Dielectric properties of magnetic-ferroelectric CoO–NaNO$_{2}$–porous glass nanocomposite

Dielectric properties of the nanostructured multiferroic composite on the basis of silicate porous glass simultaneously filled with ferromagnetic (cobalt oxide CoO) and ferroelectric (sodium nitrite) materials have been investigated in wide temperature (270–570 K) and frequency (10$^{-1}$–10$^{7}$ Hz) ranges. The mean diameter of pores in the matrix is 7 $\pm$ 1 nm. The magnetic material particles are synthesized directly in the pores of the glass matrix and occupy about 10% of the pore volume. The porous glass is well wetted with NaNO$_{2}$. The latter easily infiltrates into the glass and occupies 90% of the remaining unfilled pore volume.

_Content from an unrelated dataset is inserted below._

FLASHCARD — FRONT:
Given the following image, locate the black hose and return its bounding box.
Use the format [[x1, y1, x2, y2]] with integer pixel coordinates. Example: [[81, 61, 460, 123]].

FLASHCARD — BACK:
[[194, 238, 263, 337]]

The dielectric response of matrices filled with both the components together and with each component separately is studied. An analysis of the obtained data makes it possible to reveal the contributions of individual components into the dielectric response of the composite and the influence of the confined geometry on their dielectric properties. It is found that the incorporation of CoO nanoparticles leads to an order of magnitude increase in the dielectric permittivity and electrical conductivity of the two-component composite in comparison with these values for the composite filled solely with sodium nitrite and to a decrease in the activation energy over the entire studied temperature range. These studies are of interest not only as a preliminary investigation prior to the study of the effect of a magnetic field on the dielectric properties of the synthesized composite, but are of independent physical interest as well, since they allow one to determine the influence of the confined geometry on the dielectric properties of magnetic metal oxides and on the of their phase transition parameters.